Le collisioni, sia con in nemici che con le piattaforme, sono completamente da rivedere: molto spesso buggate e poco definite. Un po’ meglio la gravità ma talvolta ci sono delle cose senza senso, come i trampolini che generano una spinta propulsiva fuori dal comune che ci farà volare come un missile.
Le animazioni sono nella media. Ho riso davvero molto per l’animazione della corsa con le braccia all’indietro, identica a quella di Naruto.
Anche la difficoltà dei livelli è mal calibrata: talvolta due piattaforme sono troppo vicine tra loro in altezza e quindi i salti si fermeranno a mezz’aria, facendoci precipitare. Altre volte i nemici son troppo vicini, quindi sarà impossibile non perdere un terzo della barra della vita. Son piccolezze,ma che sommate tra loro e ai bug già accennati, rovinano l’esperienza rendendola frustrante. Altre volte invece è fin troppo facile superare delle zone, anche non uccidendo i nemici, evitandoli semplicemente con dei salti ben piazzati.

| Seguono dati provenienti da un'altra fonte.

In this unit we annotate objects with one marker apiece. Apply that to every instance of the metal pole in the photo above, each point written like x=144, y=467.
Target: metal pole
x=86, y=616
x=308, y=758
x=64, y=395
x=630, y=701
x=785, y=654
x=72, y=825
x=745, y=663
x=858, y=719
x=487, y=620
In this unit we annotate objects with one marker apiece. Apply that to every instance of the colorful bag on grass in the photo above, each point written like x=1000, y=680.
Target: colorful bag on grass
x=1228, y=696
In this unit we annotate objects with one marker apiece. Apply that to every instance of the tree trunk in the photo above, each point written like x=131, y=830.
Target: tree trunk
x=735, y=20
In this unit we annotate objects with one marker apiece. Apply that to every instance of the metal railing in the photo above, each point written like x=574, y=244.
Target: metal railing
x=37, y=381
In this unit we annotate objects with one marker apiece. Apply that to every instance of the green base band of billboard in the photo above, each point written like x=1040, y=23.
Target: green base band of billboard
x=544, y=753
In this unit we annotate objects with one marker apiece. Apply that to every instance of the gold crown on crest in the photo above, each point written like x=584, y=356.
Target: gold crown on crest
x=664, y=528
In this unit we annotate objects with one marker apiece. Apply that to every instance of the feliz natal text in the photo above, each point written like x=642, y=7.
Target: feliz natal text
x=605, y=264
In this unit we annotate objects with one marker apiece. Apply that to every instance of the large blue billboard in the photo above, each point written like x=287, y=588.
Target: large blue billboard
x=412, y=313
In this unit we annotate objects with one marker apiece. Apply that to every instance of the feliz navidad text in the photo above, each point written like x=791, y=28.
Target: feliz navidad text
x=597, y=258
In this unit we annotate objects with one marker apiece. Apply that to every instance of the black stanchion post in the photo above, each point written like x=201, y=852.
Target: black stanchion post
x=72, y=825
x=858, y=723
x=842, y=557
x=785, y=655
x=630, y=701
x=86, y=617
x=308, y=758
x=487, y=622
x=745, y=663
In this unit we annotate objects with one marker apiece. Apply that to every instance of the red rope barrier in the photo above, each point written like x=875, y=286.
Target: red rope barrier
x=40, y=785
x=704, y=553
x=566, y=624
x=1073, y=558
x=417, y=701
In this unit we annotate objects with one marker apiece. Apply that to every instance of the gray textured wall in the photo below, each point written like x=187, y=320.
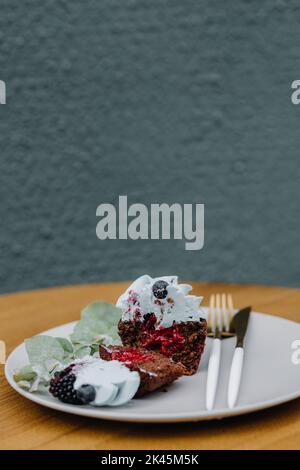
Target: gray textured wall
x=175, y=101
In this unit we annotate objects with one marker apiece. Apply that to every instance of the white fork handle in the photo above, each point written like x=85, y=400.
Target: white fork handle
x=213, y=373
x=235, y=376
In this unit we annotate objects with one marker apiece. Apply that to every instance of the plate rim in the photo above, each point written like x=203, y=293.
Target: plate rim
x=111, y=415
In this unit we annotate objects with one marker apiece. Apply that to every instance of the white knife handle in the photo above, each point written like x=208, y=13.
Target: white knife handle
x=235, y=376
x=213, y=373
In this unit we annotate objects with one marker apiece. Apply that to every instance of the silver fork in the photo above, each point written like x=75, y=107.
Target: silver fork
x=220, y=314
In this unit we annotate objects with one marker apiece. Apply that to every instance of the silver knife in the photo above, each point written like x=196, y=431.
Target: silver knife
x=239, y=324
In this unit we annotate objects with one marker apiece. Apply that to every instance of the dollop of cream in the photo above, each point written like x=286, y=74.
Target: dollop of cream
x=178, y=306
x=114, y=383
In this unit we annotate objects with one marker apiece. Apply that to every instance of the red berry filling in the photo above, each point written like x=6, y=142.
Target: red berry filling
x=166, y=340
x=131, y=355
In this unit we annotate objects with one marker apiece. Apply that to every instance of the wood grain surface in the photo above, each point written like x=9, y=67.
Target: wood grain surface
x=26, y=425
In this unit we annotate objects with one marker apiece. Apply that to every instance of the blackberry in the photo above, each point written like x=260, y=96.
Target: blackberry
x=62, y=387
x=159, y=289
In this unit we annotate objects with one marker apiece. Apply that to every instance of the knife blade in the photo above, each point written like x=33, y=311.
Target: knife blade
x=239, y=324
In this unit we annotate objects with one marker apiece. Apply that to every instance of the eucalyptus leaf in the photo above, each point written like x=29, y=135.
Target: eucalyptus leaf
x=98, y=321
x=42, y=348
x=66, y=344
x=26, y=374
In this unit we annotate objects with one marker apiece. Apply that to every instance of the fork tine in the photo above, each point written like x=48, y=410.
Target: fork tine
x=224, y=311
x=230, y=307
x=218, y=313
x=211, y=314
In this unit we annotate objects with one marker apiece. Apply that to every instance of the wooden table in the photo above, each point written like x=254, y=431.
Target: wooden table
x=25, y=425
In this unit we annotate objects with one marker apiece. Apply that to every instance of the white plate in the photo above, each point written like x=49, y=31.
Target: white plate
x=269, y=378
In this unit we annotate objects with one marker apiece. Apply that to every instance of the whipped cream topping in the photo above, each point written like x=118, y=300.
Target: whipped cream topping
x=113, y=382
x=173, y=305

Un altro elemento da analizzare sono le bossfight che, sebbene rendano il gioco più vario, si portano dietro tutti i difetti dei livelli principali, oltre che ad essere prive di mordente.
Tra gli elementi positivi ci sono i dialoghi e il dubbing che sono abbastanza curati, ma non aspettatevi chissà cosa. Poi ci sono le musiche che sarebbero anche orecchiabili se non fosse per la loro odiosa ripetitività. Lasciamo proprio perdere gli effetti sonori, davvero fastidiosi.
Con grande rammarico mi ritrovo a dover bocciare questo titolo che sulla carta poteva essere migliore. Eppure, dopo due anni di early access su pc gli sviluppatori avrebbero dovuto raccogliere i feedback dei tester. Un gioco che non possiamo salvare nemmeno per il placement di prezzo a cui è stato posto. Nella fascia dei 10 euro su Steam e sicuramente 5 in più su Switch e le altre console si può trovare di meglio.
Ricollegandomi all’incipit, con questo giudizio non vorrei scoraggiare i ragazzi di Stingbot Games che magari “devono studiare un po’ di più”. Ci rivediamo a settem- ehm, volevo dire, al prossimo titolo? E non rimaneteci male, dai, farete meglio la prossima volta! Ragazzi, si che è difficile fare un videogioco, ma anche fare da recensore non è una passeggiata!